Morrison’s new attack on CFMMEU and the right to strike

The Morrison government has launched a fresh attack on trade unions with a new bill that would even further hamper their ability to organise.

Emboldened by the federal election victory, Morrison is resurrecting the Ensuring Integrity Bill that was previously rejected by the Senate.  

Morrison is opportunistically using the highly publicised case of Victorian construction union leader John Setka to paint the union as a whole as thuggish, using this as a battering ram for the new laws. Setka recently pleaded guilty to harassing his wife during a domestic dispute.

Morrison is purposely confusing Setka’s inexcusable harassment with the entirely legitimate industrial action he has helped organise. The CFMMEU must be defended against this assault.

Australia has some of most extreme restrictions on the right to strike in the developed world, criminalising entirely legitimate industrial action. It is only through illegal strike action that construction workers have been able to win yearly pay rises above 5 per cent, secure conditions and maintain safety in a very dangerous industry.

It is this militancy by the Victorian CFMMEU branch in particular that Morrison and the construction bosses want to break.

While Labor is opposed to the bill, Anthony Albanese has made Morrison’s job of passing it easier by condemning Setka’s behaviour over many years and moving to expel him from the Labor Party. 

The bill imposes harsher regulations on unions than those on any other organisation, including corporations. It also allows employers and the government of the day to interfere in the democratic operation of unions.

The Federal Court could disqualify officials for breaking industrial laws or failing to stop their organisation from breaking the law.

This could include something as minor as a technical breach of the Fair Work Act, such as filing financial or membership records a day late. It could also include “contravening a bargaining order”—for example when the Fair Work Commission orders a union to end a strike and they refuse. 

The bill would give the minister for industrial relations, as well as the politicised Registered Organisations Commission, the power to apply to the Federal Court to deregister a union. This power is also extended to anyone with “sufficient interest”, which is particularly concerning as this could include bosses.
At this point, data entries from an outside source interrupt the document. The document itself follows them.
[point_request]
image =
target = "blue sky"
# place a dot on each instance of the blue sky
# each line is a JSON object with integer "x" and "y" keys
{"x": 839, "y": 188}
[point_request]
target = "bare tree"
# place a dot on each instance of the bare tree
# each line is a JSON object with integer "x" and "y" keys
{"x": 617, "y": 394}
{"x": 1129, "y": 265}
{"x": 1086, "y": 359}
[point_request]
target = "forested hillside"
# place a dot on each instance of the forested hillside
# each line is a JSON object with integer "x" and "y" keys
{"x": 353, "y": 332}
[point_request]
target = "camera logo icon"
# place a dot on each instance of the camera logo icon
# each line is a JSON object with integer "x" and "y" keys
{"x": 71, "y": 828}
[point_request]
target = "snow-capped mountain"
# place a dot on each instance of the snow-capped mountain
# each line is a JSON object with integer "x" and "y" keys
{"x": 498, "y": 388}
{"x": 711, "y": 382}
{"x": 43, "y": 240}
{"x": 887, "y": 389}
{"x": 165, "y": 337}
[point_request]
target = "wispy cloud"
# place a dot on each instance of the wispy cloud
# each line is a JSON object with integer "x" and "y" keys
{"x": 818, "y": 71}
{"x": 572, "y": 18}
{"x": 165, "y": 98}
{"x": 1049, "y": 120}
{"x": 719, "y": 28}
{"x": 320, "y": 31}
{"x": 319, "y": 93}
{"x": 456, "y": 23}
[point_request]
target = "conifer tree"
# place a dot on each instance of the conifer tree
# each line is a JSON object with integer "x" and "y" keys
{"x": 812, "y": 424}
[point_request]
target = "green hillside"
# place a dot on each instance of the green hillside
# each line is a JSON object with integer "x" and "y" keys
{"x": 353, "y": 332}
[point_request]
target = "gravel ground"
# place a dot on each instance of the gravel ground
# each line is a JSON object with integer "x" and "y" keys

Unions could also be forced to exclude certain members, have their funds and property restricted and controlled and be banned from representing members in bargaining or enforcing awards. 

Targeting militancy

While Morrison claims that this bill is about “ending lawlessness” in the construction industry, it is clear that he is not concerned about the lawbreaking committed by the bosses. 

Bosses regularly underpay workers and commit safety breaches but the draconian Australian Building and Construction Commission almost never investigates them and focuses on harassing workers that go on strike.

Currently the ABCC is pursuing construction workers in Brisbane’s Fortitude Valley with fines of $42,000 for taking one day of illegal strike action over safety concerns. The Ensuring Integrity Bill would make actions like these grounds for deregistering a union. 

Deregistering the Victorian branch of the CFMMEU would be an inflammatory move, and could lead to chaos on construction sites. Construction bosses would not welcome this when the industry is still going strong and profits are flowing freely.

More likely, if the bill passes, Morrison will go after Setka and try to remove him as union secretary. 

Setka should have stepped down from his leadership position when he knew he would be pleading guilty to harassing his wife. By staying on, he has made Morrison’s job of attacking the CFMMEU easier. 

But Setka’s industrial militancy should be defended against the attacks from the Liberals and the bosses. Union members should have the right to decide their elected representatives on the job and it is union members who need to deal with the question of Setka’s harassment. 

If the Liberals get away with removing Setka, they will gain confidence to move against other officials and unions too.

The Ensuring Integrity Bill is an attack on the right to strike and the union movement as a whole.

The possible sanctions for defying the law will further scare union officials away from staging effective strike action.

We need a mass campaign of protests and stopwork action against it. Only by spreading the best of the militant industrial tactics of the CFMMEU can we rebuild a fighting union movement.